Star cluster formation from giant molecular clouds in the Small Magellanic Cloud about 2 Gyr ago: their origin, structures, and kinematics

TL;DR

This study uses simulations to show that tidal interactions between the Small and Large Magellanic Clouds around 2 Gyr ago likely triggered the formation of massive star clusters from giant molecular clouds, explaining observed cluster properties.

Contribution

It demonstrates that galaxy interactions can significantly enhance GMC and star cluster formation, incorporating molecular hydrogen physics and cluster merging processes in the simulations.

Findings

GMC formation is enhanced by tidal forces during galaxy interaction.

Massive star clusters can form with lower densities than globular clusters.

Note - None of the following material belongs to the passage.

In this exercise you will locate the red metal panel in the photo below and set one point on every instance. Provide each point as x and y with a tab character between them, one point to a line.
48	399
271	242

Simulated clusters exhibit internal rotation and substructures.

Abstract

Recent observations have found that the age distribution of star clusters (SCs) in the Small Magellanic Cloud (SMC) shows a sharp peak around 2 Gyr ago. However, it is theoretically unclear what physical processes are responsible for such sudden formation of SCs in the SMC. Here we investigate whether massive SCs with initial masses more than $10^5$ $\text{M}_\odot$ can be formed during tidal interaction of the SMC with the Large Magellanic Cloud (LMC) about 2 Gyr ago, based on our new simulations, which include molecular hydrogen formation on dust grains and SC formation within giant molecular clouds (GMCs). We find that the formation of GMCs with masses more than $10^5$ $\text{M}_\odot$ can be dramatically enhanced due to the tidal force of the LMC-SMC interaction. We also find that gravitationally bound massive SCs can be formed within these GMCs, though their mean stellar densities ($10^4$ $\text{M}_\odot \text{pc}^{-3}$) are systematically lower than those of the genuine globular clusters (GCs). All simulated SCs have diffuse extended stellar envelopes that were formed from multiple merging of sub clusters within their natal GMCs. Furthermore, we find that some of the simulated SCs can have considerable global internal rotation and substructures surrounding them. Based on these simulation results, we discuss the origin of the observed diverse properties of SCs in the SMC and the physical roles of galaxy interaction in the formation of massive SCs from GMCs.